Pada sisi lain masih menurut
Subekti, suatu benda dihitung termasuk golongan benda yang bergerak karena
sifatnya atau karena ditentukan oleh undang-undang. Suatu benda yang
bergerak karena sifatnya ialah benda yang tidak tergabung dengan tanah
atau dimaksudkan untuk mengikuti tanah atau bangunan, jadi misalnya barang
perabot rumah tangga. Tergolong benda yang bergerak karena penetapan
undang-undang ialah misalnya vruchtgebruik dari suatu
benda yang bergerak, lijfrenten, surat-surat sero dari suatu perseroan
perdagangan, surat-surat obligasi negara, dan sebagainya.
Menurut Ny.

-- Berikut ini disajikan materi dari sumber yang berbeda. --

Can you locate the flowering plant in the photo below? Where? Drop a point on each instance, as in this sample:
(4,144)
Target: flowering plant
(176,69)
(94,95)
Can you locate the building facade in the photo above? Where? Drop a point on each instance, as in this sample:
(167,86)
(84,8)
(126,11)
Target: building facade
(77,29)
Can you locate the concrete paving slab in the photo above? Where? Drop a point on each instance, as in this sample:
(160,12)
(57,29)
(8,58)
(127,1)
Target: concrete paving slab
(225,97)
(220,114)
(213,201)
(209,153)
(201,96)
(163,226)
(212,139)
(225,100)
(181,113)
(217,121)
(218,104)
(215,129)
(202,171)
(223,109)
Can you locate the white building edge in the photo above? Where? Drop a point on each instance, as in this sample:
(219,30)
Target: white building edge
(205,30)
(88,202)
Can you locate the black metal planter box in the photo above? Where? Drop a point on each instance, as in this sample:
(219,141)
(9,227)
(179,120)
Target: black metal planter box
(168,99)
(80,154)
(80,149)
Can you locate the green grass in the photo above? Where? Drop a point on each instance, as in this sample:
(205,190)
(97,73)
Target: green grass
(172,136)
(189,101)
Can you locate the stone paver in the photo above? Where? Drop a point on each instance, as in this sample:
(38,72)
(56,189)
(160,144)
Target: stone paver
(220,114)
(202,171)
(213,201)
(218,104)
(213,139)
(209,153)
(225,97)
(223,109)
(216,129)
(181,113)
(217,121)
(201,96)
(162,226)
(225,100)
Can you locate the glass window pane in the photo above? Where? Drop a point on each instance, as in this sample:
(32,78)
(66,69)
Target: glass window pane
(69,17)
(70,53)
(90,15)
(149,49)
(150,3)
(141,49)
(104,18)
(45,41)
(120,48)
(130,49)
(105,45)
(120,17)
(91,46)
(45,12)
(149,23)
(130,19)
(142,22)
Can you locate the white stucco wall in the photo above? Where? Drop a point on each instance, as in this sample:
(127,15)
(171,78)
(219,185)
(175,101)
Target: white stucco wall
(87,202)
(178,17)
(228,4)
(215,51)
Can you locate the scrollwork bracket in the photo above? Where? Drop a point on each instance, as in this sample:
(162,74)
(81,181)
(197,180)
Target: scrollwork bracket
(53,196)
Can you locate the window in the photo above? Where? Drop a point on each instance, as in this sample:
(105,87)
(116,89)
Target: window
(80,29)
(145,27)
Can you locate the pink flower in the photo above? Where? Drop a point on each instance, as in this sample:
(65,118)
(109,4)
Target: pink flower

Frieda Husni
Hasbullah, S.H., M.H., dalam bukunya yang berjudul Hukum Kebendaan
Perdata: Hak-Hak Yang Memberi Kenikmatan, mengatakan bahwa untuk kebendaan
tidak bergerak dapat dibagi dalam tiga golongan:
1.
Benda tidak bergerak karena sifatnya
(Pasal 506 KUHPer)
2. Benda
tidak bergerak karena peruntukannya atau tujuan pemakaiannya (Pasal 507 KUHPer)
3. Benda
tidak bergerak karena ketentuan undang-undang
Kebendaan bergerak dapat dibagi
dalam dua golongan:
1.
Benda bergerak karena sifatnya
2. Benda
bergerak karena ketentuan undang-undang (Pasal
511 KUHPer)
Pembedaan yang berkaitan dengan
empat hal yaitu penguasaan, penyerahan, daluwarsa, dan pembebanan. Keempat hal
yang dimaksud adalah sebagai berikut:
1. Kedudukan
berkuasa (bezit)
2. Penyerahan
(levering)
3. Pembebanan
(bezwaring)
4. Daluwarsa
(verjaring)
SUMBER :
PNN Simanjutak Pokok-Pokok Hukum
Perdata Indonesia, Jakarta Djambatan 2000
Komariah Hukum Perdata Malang UMM
Press 2000
Hasbullah, Frieda Husni. 2005.
Hukum Kebendaan Perdata: Hak-Hak Yang Memberi Kenikmatan. Ind-Hil-Co.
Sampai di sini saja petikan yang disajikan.